2. This passage is important to the larger work because it exemplifies the power of females, and emphasizes the important value of remaining virtuous even when temptation’s upon your doorstep. The Lady has conquered temptation because the Attendant Spirit says, “Commended her fair innocence to the flood / That stayed her flight with cross-flowing course;” (Lines 832-833). Milton favors chastity, and rewards it. The power of chastity here shows the power of females, as the other pure virgin, Sabrina, is able to free the Lady from a curse that even the brothers could not. Milton shows the power of women here, but makes the point that what gives women power is chastity. If the Lady had fallen into temptation, her survival would have been much more doubtful. Milton also makes reference to pastoral poems again in this part, by referring to Meliboeus, who was a shepherd in Vergil's Ecologue. Milton is constantly aware of the pastoral tradition, and despite the fact that this poem seems overtly religious in tone, her revival utilizes water nymphs, and when she rises she is "Goddess of the river." Milton defies an expectation that she would rise to heaven here, despite making such an overt reference to Heaven in the beginning of the poem, in which he stated "Yet some there be that by due steps aspire/To lay their just hands on that golden key/That opes the palace of eternity" (Lines 12-14).

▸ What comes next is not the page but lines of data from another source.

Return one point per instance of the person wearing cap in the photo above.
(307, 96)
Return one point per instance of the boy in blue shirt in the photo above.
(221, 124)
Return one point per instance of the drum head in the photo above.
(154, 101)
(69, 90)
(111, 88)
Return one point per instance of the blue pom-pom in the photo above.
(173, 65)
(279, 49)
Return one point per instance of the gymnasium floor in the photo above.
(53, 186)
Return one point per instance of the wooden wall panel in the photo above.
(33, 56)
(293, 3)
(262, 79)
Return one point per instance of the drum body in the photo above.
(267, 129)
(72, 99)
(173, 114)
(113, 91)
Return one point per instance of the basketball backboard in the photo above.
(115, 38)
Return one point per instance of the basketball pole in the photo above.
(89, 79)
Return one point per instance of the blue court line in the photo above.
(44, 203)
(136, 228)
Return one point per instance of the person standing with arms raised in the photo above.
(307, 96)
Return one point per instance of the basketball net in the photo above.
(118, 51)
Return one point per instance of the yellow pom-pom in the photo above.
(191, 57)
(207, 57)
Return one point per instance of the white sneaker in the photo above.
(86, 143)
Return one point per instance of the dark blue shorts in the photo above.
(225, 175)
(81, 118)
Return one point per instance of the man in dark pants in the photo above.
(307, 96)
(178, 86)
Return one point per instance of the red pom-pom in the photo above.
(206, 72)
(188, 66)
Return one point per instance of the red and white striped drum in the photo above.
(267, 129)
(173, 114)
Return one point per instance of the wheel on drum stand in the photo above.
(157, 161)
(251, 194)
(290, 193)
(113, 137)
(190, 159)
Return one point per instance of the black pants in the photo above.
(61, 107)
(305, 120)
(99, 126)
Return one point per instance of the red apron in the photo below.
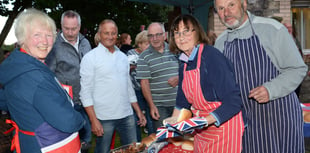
(226, 138)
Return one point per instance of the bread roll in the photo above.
(149, 139)
(188, 145)
(177, 141)
(184, 115)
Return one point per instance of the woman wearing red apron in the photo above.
(207, 87)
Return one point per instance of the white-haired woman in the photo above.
(40, 109)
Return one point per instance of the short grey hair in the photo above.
(105, 21)
(216, 8)
(26, 19)
(71, 14)
(161, 25)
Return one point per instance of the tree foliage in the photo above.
(128, 15)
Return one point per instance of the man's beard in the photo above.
(237, 22)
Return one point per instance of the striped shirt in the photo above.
(158, 68)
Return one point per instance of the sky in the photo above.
(10, 39)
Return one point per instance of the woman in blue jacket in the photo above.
(41, 110)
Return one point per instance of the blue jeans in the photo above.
(144, 107)
(84, 133)
(124, 126)
(164, 113)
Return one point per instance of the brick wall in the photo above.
(281, 8)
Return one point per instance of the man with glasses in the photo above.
(64, 60)
(106, 91)
(157, 69)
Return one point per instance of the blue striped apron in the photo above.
(273, 127)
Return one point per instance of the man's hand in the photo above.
(142, 119)
(170, 120)
(173, 81)
(154, 112)
(260, 94)
(97, 128)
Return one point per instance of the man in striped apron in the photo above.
(268, 69)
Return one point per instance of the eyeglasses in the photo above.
(187, 32)
(151, 36)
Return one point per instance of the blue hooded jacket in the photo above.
(36, 102)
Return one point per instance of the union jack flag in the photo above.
(190, 124)
(180, 128)
(163, 133)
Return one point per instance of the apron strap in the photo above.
(15, 141)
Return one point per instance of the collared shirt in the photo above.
(76, 45)
(158, 68)
(106, 84)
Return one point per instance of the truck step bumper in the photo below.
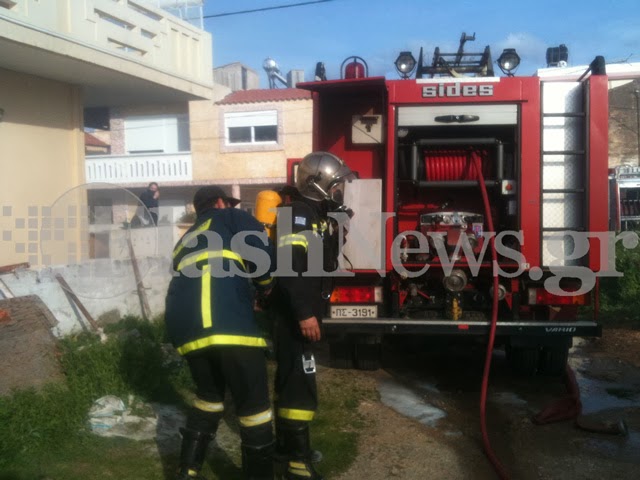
(392, 326)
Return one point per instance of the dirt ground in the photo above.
(426, 424)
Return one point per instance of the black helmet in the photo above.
(321, 176)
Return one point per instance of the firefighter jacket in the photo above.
(210, 302)
(303, 296)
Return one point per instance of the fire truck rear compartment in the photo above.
(439, 196)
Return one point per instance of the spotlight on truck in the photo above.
(405, 64)
(508, 61)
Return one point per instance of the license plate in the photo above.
(356, 311)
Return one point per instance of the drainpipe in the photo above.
(637, 94)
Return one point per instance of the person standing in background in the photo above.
(149, 198)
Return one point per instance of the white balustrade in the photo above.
(130, 169)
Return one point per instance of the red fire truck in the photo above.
(445, 156)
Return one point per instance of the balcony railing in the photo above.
(132, 29)
(133, 169)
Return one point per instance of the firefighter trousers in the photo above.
(295, 383)
(244, 371)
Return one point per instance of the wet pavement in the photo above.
(440, 389)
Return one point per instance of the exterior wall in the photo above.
(213, 160)
(119, 114)
(126, 36)
(41, 158)
(237, 77)
(624, 130)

Perhaps here, the afterlife is not the traditional Christian afterlife, but rather one on this Earth. Milton's involvement of pastoral ideas shows that the power of nature is overwhelming, and there can be a transcendence achieved even on Earth regardless of religion.

 

3. Much of the meaning that Milton implies in this passage comes from references to figures from other literary works. He references Sabrina from the Faeire Queene, Maliboeus from Vergil, as well as Nereus, Locrine, Brute, and Guendolen. Milton uses these figures to hark back to older literary traditions, and this passage seems to echo the pastoral poems that Vergil wrote and that Milton makes clear reference to. This passage as a whole represents the climax of the masque, as we see the lady rewarded for her purity, and finally ascend to an immortal being. Comus no longer represents a threat to the Lady, and therefore she has transcended. The speaker of this passage is the Spirit, and this helps to add a neutral voice to the situation, not allowing the brothers or the Lady to fail through their speech.

Discussion Questions:

 

1. Milton uses the Lady and Sabrina because they represent chastity and they ultimately save themselves by the actions they’ve decided. Does Milton use this poem about chastity because he believes in female empowerment?

 

2. In this poem Milton reflects back on Greek and Roman literature to help create challenges, and to save it. In this poem Milton suggests the power of free will. In Greek and Roman literature the Gods and other mythological beings become involved and alter situations. That human don’t have “free will” because it was ordered by the Gods. Could it be suggested that the Lady had “free will” to evade temptations by Comus?

Comments (3)

ChelseaPepe said

at 8:05 pm on Feb 15, 2012

I've written some of 1 and 2 so far. Feel free to change whatever you like!

Eric Leonidas said

at 3:40 pm on Feb 16, 2012

I see you guys are busy working away, which is great. But honestly we're not going to get to this part of the masque today, even though the reading is due today. So, please continue to work on this up until Tuesday, and I'll look at it again then.

nicholas Wrobel said

at 3:51 pm on Feb 16, 2012

Ok, I added a little bit to this, change whatever you want.